How to use the command 'csv-diff' (with examples)
The ‘csv-diff’ command is a tool that allows users to view differences between two CSV, TSV, or JSON files. It provides a human-readable summary of the differences between the files, which can be useful for comparing and analyzing data.
Use case 1: Display a human-readable summary of differences between files using a specific column as a unique identifier
Code:
csv-diff path/to/file1.csv path/to/file2.csv --key=column_name
Motivation:
This use case is handy when comparing two files that have a unique identifier column, such as an ID or a name. By specifying the column as the key, the command will compare the files based on that column and provide a summary of the differences.
Explanation:
path/to/file1.csv
andpath/to/file2.csv
: These are the paths to the two files that will be compared.--key=column_name
: This argument specifies the column from both files that will be used as a unique identifier for the comparison.
Example output:
Summary:
- 10 new rows found in file2.csv.
- 5 rows modified in file2.csv.
- 3 rows deleted from file1.csv.
Details:
- New rows:
- 10 new rows found in file2.csv.
[Row 1] ID: 1, Name: Alice, Age: 25
...
- Modified rows:
- 5 rows modified in file2.csv.
[Row 1] ID: 1, Name: Bob [modified], Age: 30 [modified]
...
- Deleted rows:
- 3 rows deleted from file1.csv.
[Row 1] ID: 3, Name: Charlie, Age: 45
...
Use case 2: Display a human-readable summary of differences between files that includes unchanged values in rows with at least one change
Code:
csv-diff path/to/file1.csv path/to/file2.csv --key=column_name --show-unchanged
Motivation:
Sometimes, it can be helpful to see not only the changed rows but also the unchanged rows when comparing two files.
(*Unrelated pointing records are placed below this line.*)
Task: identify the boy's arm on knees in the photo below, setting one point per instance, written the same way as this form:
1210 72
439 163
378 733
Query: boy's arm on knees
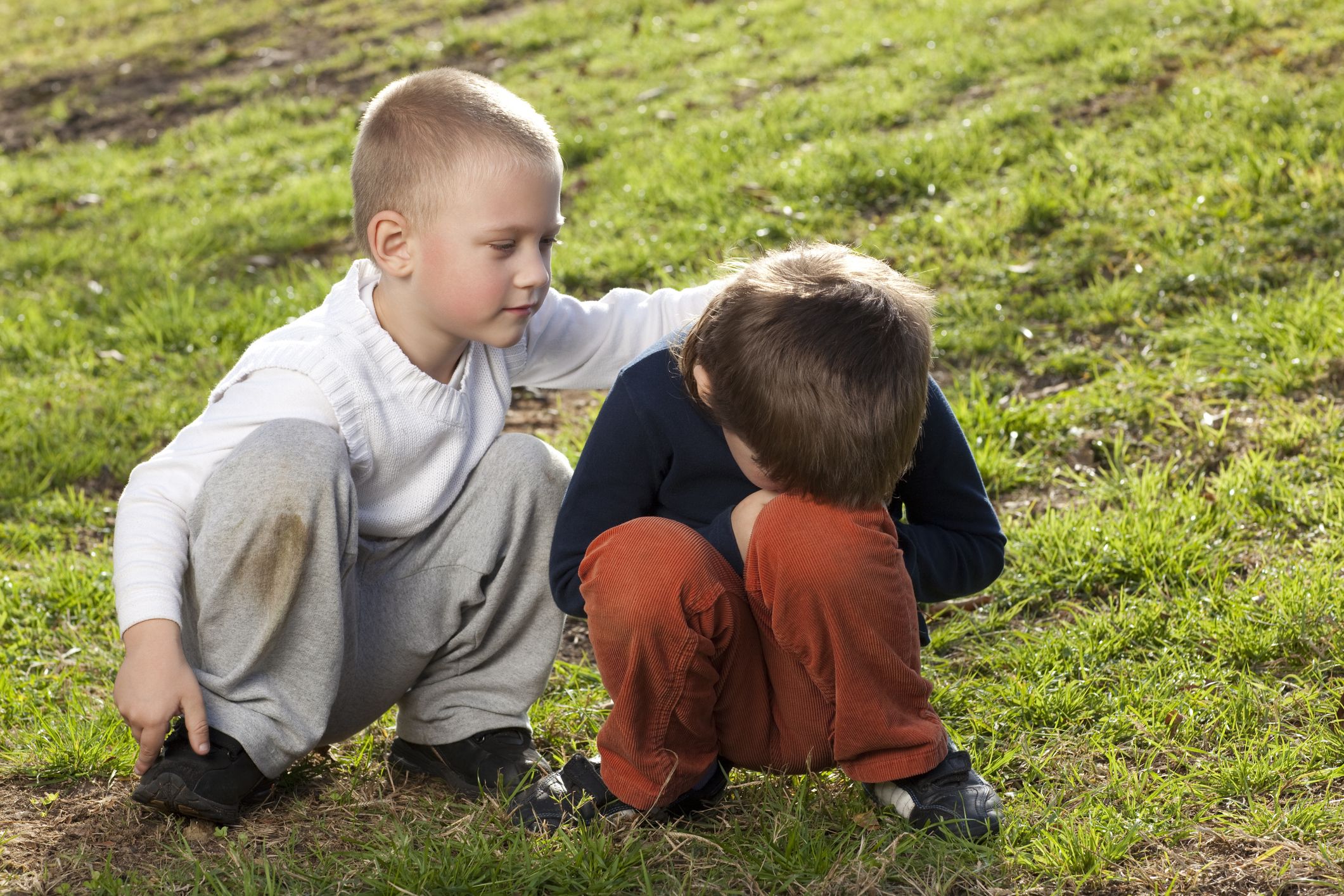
952 541
615 481
150 542
574 344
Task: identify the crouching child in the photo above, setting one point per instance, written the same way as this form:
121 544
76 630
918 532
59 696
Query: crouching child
346 528
734 536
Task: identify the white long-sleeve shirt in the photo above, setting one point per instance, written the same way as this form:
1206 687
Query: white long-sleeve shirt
412 440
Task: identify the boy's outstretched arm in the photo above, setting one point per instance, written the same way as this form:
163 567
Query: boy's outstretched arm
950 538
573 344
615 481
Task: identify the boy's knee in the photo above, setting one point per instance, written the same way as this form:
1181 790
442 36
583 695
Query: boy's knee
527 460
821 546
648 567
284 465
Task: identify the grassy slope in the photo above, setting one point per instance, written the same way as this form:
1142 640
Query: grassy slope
1134 217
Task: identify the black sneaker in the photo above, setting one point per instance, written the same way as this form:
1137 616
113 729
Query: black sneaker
703 797
573 794
499 759
214 786
950 798
579 794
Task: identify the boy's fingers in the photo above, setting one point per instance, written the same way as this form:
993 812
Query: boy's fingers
151 741
194 715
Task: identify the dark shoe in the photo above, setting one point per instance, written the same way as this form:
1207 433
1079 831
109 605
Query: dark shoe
950 798
213 786
573 794
499 759
703 797
579 794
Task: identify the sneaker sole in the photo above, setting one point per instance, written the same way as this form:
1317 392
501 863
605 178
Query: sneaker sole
170 794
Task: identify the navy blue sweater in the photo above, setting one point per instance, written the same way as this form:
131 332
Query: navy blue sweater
652 453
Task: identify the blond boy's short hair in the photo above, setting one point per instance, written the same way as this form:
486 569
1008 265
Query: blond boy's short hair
424 129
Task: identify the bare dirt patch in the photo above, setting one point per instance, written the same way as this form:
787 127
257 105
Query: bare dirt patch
547 411
139 98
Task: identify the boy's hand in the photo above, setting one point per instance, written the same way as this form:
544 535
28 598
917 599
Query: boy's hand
157 684
745 515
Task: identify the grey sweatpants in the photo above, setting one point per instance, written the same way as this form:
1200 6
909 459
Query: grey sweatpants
302 632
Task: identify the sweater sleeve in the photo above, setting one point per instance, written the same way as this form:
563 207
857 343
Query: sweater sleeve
950 536
150 542
616 480
573 344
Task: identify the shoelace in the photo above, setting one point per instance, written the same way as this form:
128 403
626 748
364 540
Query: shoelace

This allows for better context and understanding of the differences between the files.
Explanation:
--show-unchanged
: This argument tells the command to include rows with unchanged values in the summary of differences.
Example output:
Summary:
- 10 new rows found in file2.csv.
- 5 rows modified in file2.csv.
- 3 rows deleted from file1.csv.
Details:
- New rows:
- 10 new rows found in file2.csv.
[Row 1] ID: 1, Name: Alice, Age: 25
...
- Modified rows:
- 5 rows modified in file2.csv.
[Row 1] ID: 1, Name: Bob [modified], Age: 30 [modified]
...
- 2 rows with no changes.
[Row 1] ID: 2, Name: Carol, Age: 40
...
- Deleted rows:
- 3 rows deleted from file1.csv.
[Row 1] ID: 3, Name: Charlie, Age: 45
...
Use case 3: Display a summary of differences between files in JSON format using a specific column as a unique identifier
Code:
csv-diff path/to/file1.csv path/to/file2.csv --key=column_name --json
Motivation:
In some cases, it might be beneficial to have the differences between files in a structured format like JSON. This can be useful for further processing, integration with other systems, or automation purposes.
Explanation:
--json
: This argument instructs the command to output the summary of differences in JSON format.
Example output:
{
"summary": {
"new_rows": 10,
"modified_rows": 5,
"deleted_rows": 3
},
"details": {
"new_rows": [
{
"ID": 1,
"Name": "Alice",
"Age": 25
},
...
],
"modified_rows": [
{
"ID": 1,
"Name": "Bob [modified]",
"Age": "30 [modified]"
},
...
],
"deleted_rows": [
{
"ID": 3,
"Name": "Charlie",
"Age": 45
},
...
]
}
}
Conclusion:
The ‘csv-diff’ command provides a straightforward and effective way to compare and analyze differences between CSV, TSV, or JSON files. It offers various options to customize the comparison, such as specifying a unique identifier column, including unchanged rows in the summary, and outputting the results in JSON format. This tool can be particularly valuable for data analysis, data integration, and quality assurance scenarios.